Sıcaklığından mı soğukluğundan mı yoksa ağırlığından mı ya da hafifliğinden mi anlaşılır?

En son ihtimal bıraktığınız yerde bulamadığınız zaman anlarsınız sanırım.

Misal geçen yağmur yağmıştı ve ben şemsiyemi çantamda bulamadığımda anladım şemsiyemi kaybettiğimi..

Oysa en son oraya bıraktım diye hatırlıyordum ama maalesef bulamadım.

bu arada yağmur da epey bir şiddetli yağmaya başladı ve benim acilen bir şemsiye almam gerekti doğal olarak.

tabii kullan at olarak kullanılan şeyleri sevemediğim için 10 tl ye satılan şemsiyelerden uzak durdum ve iyi bir şemsiye bulabilmek için etrafıma bakındım.
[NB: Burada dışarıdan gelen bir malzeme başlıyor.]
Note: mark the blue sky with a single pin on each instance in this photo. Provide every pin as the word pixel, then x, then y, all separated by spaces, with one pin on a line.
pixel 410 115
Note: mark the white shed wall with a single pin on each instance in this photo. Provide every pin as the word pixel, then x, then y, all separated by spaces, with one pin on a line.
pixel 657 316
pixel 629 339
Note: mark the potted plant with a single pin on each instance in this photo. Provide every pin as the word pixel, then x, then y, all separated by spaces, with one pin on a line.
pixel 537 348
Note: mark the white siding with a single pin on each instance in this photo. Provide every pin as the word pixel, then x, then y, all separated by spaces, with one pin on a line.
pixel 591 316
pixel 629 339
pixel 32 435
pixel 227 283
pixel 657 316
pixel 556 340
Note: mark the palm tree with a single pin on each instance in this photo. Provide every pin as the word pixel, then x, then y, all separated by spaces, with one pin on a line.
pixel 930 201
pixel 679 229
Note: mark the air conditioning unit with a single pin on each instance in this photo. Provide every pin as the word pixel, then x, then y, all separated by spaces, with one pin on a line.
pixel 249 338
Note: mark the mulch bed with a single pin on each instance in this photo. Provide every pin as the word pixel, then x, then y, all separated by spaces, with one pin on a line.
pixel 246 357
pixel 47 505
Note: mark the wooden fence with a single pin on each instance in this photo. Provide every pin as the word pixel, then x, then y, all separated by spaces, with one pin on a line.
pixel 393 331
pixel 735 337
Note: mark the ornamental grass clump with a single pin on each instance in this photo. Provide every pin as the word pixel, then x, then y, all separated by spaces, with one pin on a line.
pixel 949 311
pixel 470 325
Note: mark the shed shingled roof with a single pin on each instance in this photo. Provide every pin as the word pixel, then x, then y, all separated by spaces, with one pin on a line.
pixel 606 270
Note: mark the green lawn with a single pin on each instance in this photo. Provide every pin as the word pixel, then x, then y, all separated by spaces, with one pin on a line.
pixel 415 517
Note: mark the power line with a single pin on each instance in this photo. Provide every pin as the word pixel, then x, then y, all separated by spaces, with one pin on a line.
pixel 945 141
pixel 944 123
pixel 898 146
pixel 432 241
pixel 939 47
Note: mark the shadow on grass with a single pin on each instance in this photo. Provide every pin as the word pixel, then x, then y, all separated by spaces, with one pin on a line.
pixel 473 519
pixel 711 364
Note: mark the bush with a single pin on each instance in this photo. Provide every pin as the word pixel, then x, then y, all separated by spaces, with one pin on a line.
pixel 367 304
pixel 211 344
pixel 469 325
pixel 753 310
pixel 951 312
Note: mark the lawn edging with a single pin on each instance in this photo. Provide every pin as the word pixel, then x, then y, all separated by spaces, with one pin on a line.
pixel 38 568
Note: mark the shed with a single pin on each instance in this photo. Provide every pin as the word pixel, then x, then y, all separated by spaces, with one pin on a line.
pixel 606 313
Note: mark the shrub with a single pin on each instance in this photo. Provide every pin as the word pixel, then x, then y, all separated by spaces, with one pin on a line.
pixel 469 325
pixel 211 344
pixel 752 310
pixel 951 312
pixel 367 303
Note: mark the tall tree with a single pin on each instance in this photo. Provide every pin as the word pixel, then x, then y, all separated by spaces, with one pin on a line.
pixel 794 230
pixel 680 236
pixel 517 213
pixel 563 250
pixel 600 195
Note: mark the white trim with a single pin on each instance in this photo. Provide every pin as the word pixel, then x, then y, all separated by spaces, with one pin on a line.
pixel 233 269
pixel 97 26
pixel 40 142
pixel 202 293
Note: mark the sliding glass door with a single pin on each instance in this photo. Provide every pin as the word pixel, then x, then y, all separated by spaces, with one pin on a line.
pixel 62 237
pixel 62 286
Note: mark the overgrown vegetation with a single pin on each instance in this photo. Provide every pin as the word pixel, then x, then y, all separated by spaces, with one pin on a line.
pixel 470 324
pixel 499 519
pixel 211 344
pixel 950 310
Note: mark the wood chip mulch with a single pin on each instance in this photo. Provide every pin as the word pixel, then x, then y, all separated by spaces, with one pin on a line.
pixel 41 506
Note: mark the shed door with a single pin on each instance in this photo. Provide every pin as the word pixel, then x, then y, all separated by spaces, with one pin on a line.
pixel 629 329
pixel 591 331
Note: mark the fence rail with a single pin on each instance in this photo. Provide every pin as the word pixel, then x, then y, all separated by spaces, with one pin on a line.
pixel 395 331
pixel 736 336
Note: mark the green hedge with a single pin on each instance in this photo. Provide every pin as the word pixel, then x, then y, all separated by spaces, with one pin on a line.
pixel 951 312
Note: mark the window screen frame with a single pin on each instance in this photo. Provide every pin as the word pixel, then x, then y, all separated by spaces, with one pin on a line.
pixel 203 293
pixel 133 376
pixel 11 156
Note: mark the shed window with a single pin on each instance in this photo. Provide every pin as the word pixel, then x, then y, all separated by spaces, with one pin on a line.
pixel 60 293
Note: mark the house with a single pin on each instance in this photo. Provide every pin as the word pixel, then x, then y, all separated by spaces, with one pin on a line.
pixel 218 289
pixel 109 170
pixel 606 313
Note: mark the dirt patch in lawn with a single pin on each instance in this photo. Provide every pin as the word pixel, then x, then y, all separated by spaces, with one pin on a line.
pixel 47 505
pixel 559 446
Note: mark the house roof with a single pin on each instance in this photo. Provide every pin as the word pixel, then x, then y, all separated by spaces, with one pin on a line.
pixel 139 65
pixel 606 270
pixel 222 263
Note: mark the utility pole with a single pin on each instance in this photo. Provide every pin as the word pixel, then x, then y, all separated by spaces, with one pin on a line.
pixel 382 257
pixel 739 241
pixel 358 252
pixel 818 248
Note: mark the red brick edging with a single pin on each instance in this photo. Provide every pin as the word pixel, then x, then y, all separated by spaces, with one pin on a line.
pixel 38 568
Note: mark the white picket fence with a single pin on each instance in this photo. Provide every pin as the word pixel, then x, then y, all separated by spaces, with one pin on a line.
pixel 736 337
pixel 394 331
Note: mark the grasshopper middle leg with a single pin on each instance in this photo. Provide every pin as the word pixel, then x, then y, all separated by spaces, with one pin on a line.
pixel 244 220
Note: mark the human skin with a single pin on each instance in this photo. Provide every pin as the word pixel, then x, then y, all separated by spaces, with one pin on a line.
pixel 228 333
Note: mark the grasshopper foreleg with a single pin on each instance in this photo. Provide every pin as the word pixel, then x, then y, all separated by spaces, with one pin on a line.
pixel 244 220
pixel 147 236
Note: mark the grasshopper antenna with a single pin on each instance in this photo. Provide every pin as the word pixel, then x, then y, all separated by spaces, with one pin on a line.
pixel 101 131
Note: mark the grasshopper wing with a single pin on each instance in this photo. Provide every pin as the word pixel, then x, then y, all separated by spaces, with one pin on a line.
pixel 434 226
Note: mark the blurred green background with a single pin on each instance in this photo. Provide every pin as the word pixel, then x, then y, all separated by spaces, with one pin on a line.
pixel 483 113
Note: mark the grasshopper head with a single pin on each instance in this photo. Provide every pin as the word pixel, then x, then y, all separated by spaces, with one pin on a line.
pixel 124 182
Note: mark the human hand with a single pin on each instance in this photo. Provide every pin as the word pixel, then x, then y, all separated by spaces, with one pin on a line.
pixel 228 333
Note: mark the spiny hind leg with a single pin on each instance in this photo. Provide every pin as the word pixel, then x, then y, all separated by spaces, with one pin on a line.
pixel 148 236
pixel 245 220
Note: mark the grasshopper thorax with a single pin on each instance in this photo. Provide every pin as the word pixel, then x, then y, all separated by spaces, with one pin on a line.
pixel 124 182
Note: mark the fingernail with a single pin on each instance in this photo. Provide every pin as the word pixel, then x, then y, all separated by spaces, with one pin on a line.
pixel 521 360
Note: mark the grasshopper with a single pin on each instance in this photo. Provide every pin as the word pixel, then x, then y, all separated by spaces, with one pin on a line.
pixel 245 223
O sırada iyi bir şemsiye bulmanın pek de kolay olmadığını anladım.

Düşünüyor insan o anda, şemsiyenin rengi dokusu nasıl olmalı, şemsiyeyi tuttuğunda tutamağı tam olarak elini kavramalı, kayıp gitmemeli, kolay taşınabilmeli. En önemlisi de fırtınaya tutulduğunda gelen bir rüzgarda ters dönmemeli, seni yarı yolda bırakmamalı.

Tabi ben bunları düşünene kadar yağmur dindi ve ben sırılsıklam olduğumla kaldım. Sonuç olarak şemsiyenin yokluğundan biraz burun akıntısı biraz da kırıklık kaldı. 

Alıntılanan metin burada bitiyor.